A district in northern NYS mentioned a pay rate to me of 25k plus top notch health insurance. then they picked someone else LOL! (A retired ER nurse, not sure I blame them.)
NYS would love to see masters prepared school nurse teachers in most schools. you would then be on the certified teacher wage scale, starting around 50k depending on the district and the union contract. I guess big and wealthy districts typically have one such person supervising a small team. most districts up here apply for, and get a waiver to hire a plain RN.

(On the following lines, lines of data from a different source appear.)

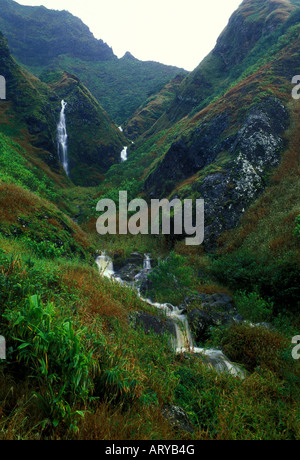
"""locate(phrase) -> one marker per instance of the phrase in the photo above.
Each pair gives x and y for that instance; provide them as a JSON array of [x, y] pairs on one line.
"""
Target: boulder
[[154, 324]]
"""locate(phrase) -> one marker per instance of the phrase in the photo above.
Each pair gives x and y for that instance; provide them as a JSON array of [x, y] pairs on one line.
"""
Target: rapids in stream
[[183, 343]]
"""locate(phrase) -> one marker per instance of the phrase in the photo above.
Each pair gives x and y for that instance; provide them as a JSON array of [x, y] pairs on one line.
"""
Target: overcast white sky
[[175, 32]]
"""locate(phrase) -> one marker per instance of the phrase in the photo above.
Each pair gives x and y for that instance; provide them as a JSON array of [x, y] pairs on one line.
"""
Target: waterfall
[[105, 265], [124, 154], [62, 138], [183, 343], [147, 263]]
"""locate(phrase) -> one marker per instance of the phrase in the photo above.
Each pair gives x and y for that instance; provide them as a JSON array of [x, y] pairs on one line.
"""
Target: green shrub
[[253, 307], [277, 280], [57, 354]]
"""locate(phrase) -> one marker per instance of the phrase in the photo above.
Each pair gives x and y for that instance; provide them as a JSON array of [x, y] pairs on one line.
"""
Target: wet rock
[[154, 324], [178, 418], [128, 272]]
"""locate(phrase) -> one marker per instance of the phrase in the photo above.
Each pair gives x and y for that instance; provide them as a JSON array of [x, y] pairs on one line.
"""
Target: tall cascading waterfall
[[184, 341], [62, 138]]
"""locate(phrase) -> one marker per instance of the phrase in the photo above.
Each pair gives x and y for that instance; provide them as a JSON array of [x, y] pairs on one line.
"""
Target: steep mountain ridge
[[239, 44], [30, 116], [41, 40], [227, 151], [36, 35]]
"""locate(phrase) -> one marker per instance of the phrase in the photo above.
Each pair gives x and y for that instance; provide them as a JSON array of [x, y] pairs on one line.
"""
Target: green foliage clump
[[253, 307], [14, 169], [276, 280], [297, 228], [53, 350], [171, 280]]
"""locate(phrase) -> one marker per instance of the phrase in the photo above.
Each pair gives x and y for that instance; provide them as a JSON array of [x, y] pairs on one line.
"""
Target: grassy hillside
[[80, 365], [41, 39]]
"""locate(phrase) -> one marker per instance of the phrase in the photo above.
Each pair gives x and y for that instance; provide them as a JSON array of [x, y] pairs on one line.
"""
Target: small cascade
[[147, 263], [105, 265], [62, 138], [124, 154], [183, 343]]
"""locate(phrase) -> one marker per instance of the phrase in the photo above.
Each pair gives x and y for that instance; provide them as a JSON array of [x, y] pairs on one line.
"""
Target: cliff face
[[227, 152], [37, 35], [41, 40], [237, 46], [94, 142]]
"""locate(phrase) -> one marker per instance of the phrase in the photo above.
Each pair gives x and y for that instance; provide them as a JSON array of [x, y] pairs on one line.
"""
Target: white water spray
[[124, 154], [62, 138], [183, 343]]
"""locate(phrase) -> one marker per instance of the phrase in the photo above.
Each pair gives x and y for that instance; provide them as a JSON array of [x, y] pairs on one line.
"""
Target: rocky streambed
[[185, 325]]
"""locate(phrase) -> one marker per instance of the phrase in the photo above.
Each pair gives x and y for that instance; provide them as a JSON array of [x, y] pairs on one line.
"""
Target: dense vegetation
[[43, 40], [79, 365]]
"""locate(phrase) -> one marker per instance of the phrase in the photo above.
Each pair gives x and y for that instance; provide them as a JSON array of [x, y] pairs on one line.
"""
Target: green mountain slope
[[42, 39], [227, 151], [30, 115], [86, 356]]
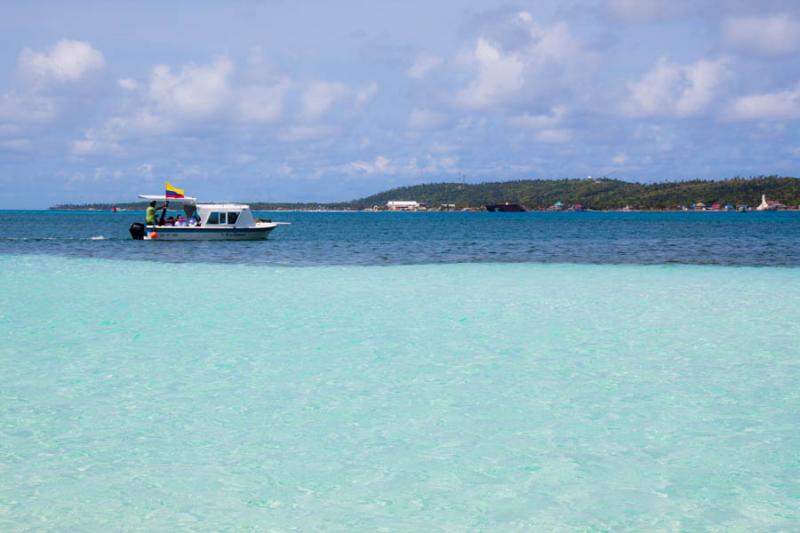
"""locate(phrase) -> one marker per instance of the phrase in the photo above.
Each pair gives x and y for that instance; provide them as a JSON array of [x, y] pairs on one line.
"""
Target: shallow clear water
[[766, 239], [481, 397]]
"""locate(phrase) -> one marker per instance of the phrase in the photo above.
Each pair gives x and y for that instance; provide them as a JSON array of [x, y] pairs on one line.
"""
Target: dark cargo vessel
[[505, 208]]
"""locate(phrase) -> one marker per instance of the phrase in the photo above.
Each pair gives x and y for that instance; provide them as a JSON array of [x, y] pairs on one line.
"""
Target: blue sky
[[326, 101]]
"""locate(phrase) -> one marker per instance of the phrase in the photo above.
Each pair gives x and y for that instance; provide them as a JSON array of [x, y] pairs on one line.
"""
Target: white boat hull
[[194, 233]]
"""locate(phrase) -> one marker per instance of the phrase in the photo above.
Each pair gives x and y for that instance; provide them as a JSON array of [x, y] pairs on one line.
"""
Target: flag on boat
[[172, 192]]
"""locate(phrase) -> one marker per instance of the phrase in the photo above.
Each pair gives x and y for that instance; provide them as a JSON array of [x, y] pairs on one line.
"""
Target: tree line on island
[[592, 193]]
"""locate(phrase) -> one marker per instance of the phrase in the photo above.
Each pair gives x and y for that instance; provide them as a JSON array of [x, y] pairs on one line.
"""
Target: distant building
[[402, 205], [769, 205]]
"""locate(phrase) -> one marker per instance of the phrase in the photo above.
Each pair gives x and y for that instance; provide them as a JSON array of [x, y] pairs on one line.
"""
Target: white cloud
[[548, 126], [639, 10], [538, 61], [499, 76], [128, 84], [424, 119], [145, 169], [380, 165], [554, 135], [197, 92], [423, 64], [781, 105], [305, 133], [320, 96], [27, 107], [670, 89], [92, 144], [66, 61], [776, 34], [526, 120], [262, 103], [284, 170], [16, 145]]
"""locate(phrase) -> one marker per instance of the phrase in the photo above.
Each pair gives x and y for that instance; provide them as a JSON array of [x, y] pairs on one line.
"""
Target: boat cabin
[[223, 215]]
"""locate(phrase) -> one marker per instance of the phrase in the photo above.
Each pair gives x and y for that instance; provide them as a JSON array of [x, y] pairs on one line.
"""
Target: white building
[[402, 205]]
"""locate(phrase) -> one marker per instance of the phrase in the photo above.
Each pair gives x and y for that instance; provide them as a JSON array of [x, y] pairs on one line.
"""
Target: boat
[[223, 221], [505, 208]]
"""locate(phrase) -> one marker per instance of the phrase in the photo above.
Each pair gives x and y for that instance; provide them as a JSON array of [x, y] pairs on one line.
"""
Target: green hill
[[602, 193], [596, 193]]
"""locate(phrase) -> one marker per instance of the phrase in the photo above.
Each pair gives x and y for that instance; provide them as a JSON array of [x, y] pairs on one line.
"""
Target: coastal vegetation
[[592, 193]]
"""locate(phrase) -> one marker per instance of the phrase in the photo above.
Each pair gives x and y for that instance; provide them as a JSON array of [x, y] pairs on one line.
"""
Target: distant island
[[543, 194]]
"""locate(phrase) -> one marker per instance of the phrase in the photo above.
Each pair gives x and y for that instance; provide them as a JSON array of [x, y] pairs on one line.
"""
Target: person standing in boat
[[150, 213]]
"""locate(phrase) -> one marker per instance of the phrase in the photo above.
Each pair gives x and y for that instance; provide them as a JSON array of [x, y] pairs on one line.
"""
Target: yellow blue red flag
[[172, 192]]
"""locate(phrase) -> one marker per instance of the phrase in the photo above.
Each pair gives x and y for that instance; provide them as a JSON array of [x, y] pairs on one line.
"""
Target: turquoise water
[[480, 397], [312, 239]]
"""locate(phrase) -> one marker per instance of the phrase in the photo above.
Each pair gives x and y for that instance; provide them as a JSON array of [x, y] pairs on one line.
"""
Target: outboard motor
[[137, 231]]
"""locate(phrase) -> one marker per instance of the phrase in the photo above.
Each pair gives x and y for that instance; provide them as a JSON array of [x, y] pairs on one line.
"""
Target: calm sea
[[765, 239], [422, 372]]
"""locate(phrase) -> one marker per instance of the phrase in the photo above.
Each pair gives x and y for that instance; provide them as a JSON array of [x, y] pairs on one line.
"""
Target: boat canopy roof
[[162, 198], [223, 207]]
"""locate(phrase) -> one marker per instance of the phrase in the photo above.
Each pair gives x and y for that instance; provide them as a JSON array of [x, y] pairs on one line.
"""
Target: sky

Districts around here pay their own subs $75-125 a day. They have a cumbersome application process in many cases and are always short on subs. That's why I have my job.
You could call me an agency sub, Only the agency is a little critical access hospital. The schools pay ~$300 a day and I'm on union scale wages, as in hospital RN level.
Vacancies for full time school nurses are rare here, when they happen they are due to retirement, or a position opening up closer to someone's home.
On 2/18/2020 at 9:11 AM, 2BS Nurse said:Are you saying $25K with a Master's degree? I would definitely consider that a "retirement job"! Even $50K is low with a Master's!
I have no idea if the retired ER nurse has a masters or not, but the district she works for has a waiver, They likely can't afford a school nurse teacher. there are only about 300 kids pre-K to 12th grade. Schools that do hire school nurse teachers do pay on the same scale as the teachers so starting would be ~50K.
1 hour ago, AutumnDraidean said:It's usually a BSN plus an education masters. Some teach health classes. Someone in Albany decided this would be a good requirement.
I know someone who was laid off for not having the ed master's in spite of 20 years of experience. Of course there is always another side to the story...
This is unusual I haven't heard of this in the Midwest. How would you have time to teach AND care for students?? They must be supervising health room "aides". It would be fun to teach a health course though!
BeenThereGoingThere, BSN, RN
32 Posts
Wait....1:450 or 500 students? I have 1800. Where is everyone located?